Margaret took that important project to heart and learned about the tides and currents, the low bridges and the safe inlets along their route south. When to travel inside and when to take the offshore route, how to play the currents and tides. By the time they left, Margaret was quite prepared to navigate them south.

And they did negotiate over those lists. Both Ken and Margaret placed items on List 1 and 2 that, though not essential, were important to them – items that made the boat home, that made cruising more enjoyable.

Five years later, Margaret reflects on that first year: “What a lifesaver your visit, and list-separating, turned out to be. It was early November before we got out of there, but we got out We still use that same list, it’s just much, much longer now and has pages and pages of items marked as completed. It’s kind of fun to look back over 5 years of projects…and the beginning 3 lists.”

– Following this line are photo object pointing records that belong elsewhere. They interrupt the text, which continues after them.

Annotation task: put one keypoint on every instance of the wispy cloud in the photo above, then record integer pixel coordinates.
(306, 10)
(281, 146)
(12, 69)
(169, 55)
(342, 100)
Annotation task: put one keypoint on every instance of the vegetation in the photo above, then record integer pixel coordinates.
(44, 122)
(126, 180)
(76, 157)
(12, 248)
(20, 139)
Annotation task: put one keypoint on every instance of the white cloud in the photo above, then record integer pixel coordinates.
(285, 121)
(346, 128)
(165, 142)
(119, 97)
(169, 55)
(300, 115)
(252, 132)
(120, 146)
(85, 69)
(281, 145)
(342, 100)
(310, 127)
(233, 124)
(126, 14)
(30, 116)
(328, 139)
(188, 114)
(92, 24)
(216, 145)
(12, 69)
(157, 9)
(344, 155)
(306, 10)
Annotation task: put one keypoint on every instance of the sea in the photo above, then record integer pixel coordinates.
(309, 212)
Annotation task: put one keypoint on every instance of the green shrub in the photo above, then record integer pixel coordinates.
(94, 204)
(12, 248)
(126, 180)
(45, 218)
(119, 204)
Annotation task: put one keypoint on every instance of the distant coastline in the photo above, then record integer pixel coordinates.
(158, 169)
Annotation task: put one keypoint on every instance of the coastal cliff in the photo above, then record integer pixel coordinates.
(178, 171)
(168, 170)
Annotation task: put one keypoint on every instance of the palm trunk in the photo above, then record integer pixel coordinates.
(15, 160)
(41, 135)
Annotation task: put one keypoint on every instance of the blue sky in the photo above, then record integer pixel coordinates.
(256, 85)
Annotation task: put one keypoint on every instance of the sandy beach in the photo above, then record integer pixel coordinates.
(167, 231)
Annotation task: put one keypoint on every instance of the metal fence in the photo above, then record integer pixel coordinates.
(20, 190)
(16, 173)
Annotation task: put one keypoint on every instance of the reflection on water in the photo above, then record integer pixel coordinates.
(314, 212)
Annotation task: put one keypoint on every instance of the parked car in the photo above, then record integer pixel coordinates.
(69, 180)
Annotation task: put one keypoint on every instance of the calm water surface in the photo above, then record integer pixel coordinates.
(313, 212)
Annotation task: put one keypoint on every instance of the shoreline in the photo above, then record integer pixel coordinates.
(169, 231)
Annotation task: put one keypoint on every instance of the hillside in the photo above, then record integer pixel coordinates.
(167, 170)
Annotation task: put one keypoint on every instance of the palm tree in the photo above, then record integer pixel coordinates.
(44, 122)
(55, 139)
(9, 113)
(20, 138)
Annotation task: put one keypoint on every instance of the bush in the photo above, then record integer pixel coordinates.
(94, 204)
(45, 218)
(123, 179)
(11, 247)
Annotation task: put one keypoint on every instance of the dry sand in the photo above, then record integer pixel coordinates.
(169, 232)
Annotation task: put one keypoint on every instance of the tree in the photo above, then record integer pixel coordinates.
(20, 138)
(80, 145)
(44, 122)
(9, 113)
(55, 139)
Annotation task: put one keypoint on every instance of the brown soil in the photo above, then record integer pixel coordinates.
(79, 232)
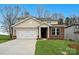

YOUR lists will vary according to your cruising plans, the difficulty of the various legs of your voyage, the opportunities to get parts and professional help along the way.

But if you are starting out and feeling anxious that you might not get out cruising, or that you might get out there and have forgotten something important, make three lists!


About Kathy Parsons

Kathy Parsons took the leap and went cruising on a sailboat in 1989. Over the next 20+ years she lived aboard and sailed the US, Bahamas, Central America and Caribbean.

Her love for the sea, the sailing life and the countries and cultures she visited blossomed in a number of different ways.

She wrote two language guides for cruisers sailing in foreign countries:
French For Cruisers and Spanish for Cruisers, both widely used by sailors internationally.

She has helped thousands to pursue their sailing dreams through seminars she has developed and delivered at boat shows and sailing conferences. She has given classes and webinars in Spanish for Cruisers, and Women and Cruising, and taught cruising skills, provisioning, cruise planning and cruising the Bahamas and Caribbean. She has assisted in sailboat rallies in Europe, the Canary Islands, Caribbean, Panama and the Galapagos.

She is the founder of the website Women and Cruising, which she developed to give women and families courage and support in pursuing their sailing dreams.

Kathy currently lives on land, in Provence, France, a delightful event that never would have happened if she hadn’t sailed away years ago.

Will she go sailing again? Perhaps… Cruising and cruisers still are close to her heart.